Même son de cloche de la part de Julie Graff, présidente de Vision Québec, qui a mis sur pied un comité pour sauver l'agora lorsqu'elle était menacée de disparition. «C'est un problème majeur», dit-elle. Mme Graff prévoit d'ailleurs faire évaluer la situation par des experts du milieu du spectacle, afin de s'assurer que le problème soit réglé «le plus rapidement possible».
André Duchesne est de son côté incapable de préciser à quel moment les ajustements seront apportés. Tout dépend de la réponse des concepteurs. «Ce n'est pas nous qui avons construit la scène, il faut voir ce qu'on peut installer. C'est une nouvelle scène, alors on y va morceau par morceau. On devrait avoir des solutions à court terme.»
Des démarches ont été entreprises au lendemain du premier spectacle annulé à cause de la pluie, celui de Yael Naim le 28 juin. La semaine suivante, le concert de Jorane avec l'Orchestre symphonique de Québec avait été déplacé au Grand Théâtre, pour la même raison.
La firme Trizart Alliance, à qui le Port a confié le mandat de réaménager les lieux, n'a pas voulu commenter la situation hier. Un des dirigeants de l'entreprise, François Morrison, nous a plutôt référé à son client, sans préciser si le Port de Québec avait omis d'exiger une scène à l'épreuve de l'eau lors de l'octroi du contrat.

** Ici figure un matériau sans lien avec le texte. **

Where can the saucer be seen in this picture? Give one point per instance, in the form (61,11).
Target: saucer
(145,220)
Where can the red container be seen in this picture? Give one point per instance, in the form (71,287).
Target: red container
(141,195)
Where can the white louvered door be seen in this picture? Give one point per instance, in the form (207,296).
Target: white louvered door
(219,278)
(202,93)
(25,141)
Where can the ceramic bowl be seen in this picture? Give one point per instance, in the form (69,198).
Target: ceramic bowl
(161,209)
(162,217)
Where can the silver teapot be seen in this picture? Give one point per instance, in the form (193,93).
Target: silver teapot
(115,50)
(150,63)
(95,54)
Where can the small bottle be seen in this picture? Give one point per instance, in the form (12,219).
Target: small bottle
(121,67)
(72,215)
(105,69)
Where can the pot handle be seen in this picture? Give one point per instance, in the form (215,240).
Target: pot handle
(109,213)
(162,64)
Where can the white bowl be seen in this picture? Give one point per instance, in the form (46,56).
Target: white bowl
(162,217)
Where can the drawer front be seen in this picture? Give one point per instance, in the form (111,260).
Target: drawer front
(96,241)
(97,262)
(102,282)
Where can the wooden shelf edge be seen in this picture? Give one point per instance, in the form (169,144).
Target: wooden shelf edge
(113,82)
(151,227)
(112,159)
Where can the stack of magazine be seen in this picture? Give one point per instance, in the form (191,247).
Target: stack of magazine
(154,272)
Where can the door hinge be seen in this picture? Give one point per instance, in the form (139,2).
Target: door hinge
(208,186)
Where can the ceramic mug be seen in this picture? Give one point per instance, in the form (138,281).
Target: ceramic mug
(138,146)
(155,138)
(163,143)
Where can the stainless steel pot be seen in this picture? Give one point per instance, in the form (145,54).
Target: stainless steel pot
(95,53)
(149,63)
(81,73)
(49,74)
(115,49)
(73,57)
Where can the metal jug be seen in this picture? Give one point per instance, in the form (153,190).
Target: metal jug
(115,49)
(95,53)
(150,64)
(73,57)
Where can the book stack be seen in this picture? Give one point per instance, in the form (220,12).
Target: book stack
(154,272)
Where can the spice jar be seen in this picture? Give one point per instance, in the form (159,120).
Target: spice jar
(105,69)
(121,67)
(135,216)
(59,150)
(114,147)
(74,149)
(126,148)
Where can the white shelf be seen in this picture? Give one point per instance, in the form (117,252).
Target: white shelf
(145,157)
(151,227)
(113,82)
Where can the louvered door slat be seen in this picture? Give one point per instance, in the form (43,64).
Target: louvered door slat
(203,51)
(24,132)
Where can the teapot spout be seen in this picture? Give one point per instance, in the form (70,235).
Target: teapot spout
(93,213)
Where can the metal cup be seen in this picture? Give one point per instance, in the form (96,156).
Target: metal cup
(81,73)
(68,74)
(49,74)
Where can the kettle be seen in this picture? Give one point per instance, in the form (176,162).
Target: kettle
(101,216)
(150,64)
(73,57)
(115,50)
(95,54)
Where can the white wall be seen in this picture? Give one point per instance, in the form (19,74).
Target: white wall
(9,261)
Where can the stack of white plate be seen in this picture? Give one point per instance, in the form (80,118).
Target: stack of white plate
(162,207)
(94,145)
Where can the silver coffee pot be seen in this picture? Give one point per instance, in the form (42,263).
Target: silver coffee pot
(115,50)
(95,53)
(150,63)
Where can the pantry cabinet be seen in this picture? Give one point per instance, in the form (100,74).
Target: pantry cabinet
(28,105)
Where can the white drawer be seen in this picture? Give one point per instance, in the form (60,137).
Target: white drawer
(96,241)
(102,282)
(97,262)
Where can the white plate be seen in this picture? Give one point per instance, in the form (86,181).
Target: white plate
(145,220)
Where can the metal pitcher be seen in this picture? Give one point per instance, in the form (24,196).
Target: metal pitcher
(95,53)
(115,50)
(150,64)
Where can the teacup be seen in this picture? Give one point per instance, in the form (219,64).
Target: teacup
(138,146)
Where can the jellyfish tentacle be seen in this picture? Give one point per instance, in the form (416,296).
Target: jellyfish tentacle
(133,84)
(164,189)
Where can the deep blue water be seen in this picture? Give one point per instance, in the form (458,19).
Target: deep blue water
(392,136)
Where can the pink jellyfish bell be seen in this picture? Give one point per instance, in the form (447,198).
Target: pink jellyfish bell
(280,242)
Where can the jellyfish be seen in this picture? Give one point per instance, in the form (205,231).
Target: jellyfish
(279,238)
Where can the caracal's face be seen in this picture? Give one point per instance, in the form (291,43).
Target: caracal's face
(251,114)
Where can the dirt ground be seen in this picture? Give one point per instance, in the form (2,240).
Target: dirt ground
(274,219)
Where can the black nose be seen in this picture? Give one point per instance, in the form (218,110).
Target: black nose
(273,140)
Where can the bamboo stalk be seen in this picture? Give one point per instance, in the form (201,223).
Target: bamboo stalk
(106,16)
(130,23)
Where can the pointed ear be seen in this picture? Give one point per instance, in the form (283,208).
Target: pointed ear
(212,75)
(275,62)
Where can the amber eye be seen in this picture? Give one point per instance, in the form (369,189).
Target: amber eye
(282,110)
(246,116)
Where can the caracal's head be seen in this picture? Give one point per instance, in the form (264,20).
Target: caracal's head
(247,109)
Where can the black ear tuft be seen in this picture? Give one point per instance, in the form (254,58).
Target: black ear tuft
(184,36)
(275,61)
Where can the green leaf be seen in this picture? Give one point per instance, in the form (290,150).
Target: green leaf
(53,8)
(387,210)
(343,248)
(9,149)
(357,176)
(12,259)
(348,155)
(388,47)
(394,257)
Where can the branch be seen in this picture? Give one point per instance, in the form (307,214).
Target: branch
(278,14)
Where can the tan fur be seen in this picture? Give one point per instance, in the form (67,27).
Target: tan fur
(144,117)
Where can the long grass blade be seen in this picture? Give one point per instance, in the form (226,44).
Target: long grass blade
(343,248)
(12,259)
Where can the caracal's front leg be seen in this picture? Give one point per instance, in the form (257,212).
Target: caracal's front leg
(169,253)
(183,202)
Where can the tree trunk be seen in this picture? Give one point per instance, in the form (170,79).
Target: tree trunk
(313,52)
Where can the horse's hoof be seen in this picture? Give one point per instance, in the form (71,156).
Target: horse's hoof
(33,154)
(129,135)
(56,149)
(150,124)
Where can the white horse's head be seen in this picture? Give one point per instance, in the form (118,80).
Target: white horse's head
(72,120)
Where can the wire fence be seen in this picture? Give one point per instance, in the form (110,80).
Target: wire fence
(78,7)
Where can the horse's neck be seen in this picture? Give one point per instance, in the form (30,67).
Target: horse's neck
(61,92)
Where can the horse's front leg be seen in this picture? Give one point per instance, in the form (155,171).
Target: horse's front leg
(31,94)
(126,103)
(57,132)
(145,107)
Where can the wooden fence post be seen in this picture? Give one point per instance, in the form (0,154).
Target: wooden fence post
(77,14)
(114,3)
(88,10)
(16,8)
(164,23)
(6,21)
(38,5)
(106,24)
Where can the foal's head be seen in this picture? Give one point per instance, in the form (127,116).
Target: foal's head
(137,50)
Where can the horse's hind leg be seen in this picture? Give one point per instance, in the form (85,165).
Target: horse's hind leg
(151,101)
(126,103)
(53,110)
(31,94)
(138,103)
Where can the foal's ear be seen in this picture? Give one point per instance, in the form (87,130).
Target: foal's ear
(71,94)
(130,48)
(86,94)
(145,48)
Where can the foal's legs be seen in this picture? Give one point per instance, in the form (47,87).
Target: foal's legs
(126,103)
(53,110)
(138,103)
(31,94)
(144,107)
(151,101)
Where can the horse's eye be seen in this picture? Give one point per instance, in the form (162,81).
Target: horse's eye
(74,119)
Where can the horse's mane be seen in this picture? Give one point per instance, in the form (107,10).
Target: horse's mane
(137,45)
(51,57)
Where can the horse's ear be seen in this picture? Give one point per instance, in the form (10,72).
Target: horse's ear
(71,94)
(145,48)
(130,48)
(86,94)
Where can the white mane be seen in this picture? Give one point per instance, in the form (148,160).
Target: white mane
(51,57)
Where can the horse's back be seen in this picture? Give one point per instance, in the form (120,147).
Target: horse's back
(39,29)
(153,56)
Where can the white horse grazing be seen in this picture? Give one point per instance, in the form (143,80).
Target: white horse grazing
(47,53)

Il a été impossible hier d'obtenir cette information auprès de l'administration portuaire, le responsable de ce projet étant en vacances. Selon Julie Graff, qui a suivi ce dossier de près, la scène aurait été déplacée pour maximiser la vue sur le Château Frontenac, à l'arrière, et mettre en valeur l'édifice des douanes, juste à côté. «Est-ce qu'ils ont préféré ne pas mettre de toile pour ne pas cacher la vue?» s'interroge-t-elle.
Avant son réaménagement, l'Agora était gérée par Genex Communications, qui y a organisé plusieurs spectacles. La précédente scène, installée en 2004, était munie de panneaux de tulle (tissu léger et transparent qui laisse passer le vent mais bloque la pluie), a indiqué hier Alexandre Caron, l'ancien responsable du site chez Genex. «On a fait au moins une cinquantaine de shows sur cette scène et on n'en a jamais annulé un à cause de la pluie», a-t-il affirmé.
Le Port de Québec avait fait installer un panneau à l'arrière de la scène, mais refusait de payer pour les protections latérales, a ajouté M. Caron. Genex louait donc deux panneaux supplémentaires pour une somme qui ne dépassait pas 10 000 $ par année. Ces toiles pouvaient être remontées au besoin, un peu comme des rideaux, lorsque la température le permettait.
Le responsable du site, André Duchesne, a par ailleurs indiqué que les coûts reliés à l'installation de toiles latérales ne devraient pas poser de problème. «Ça va se faire», promet-il.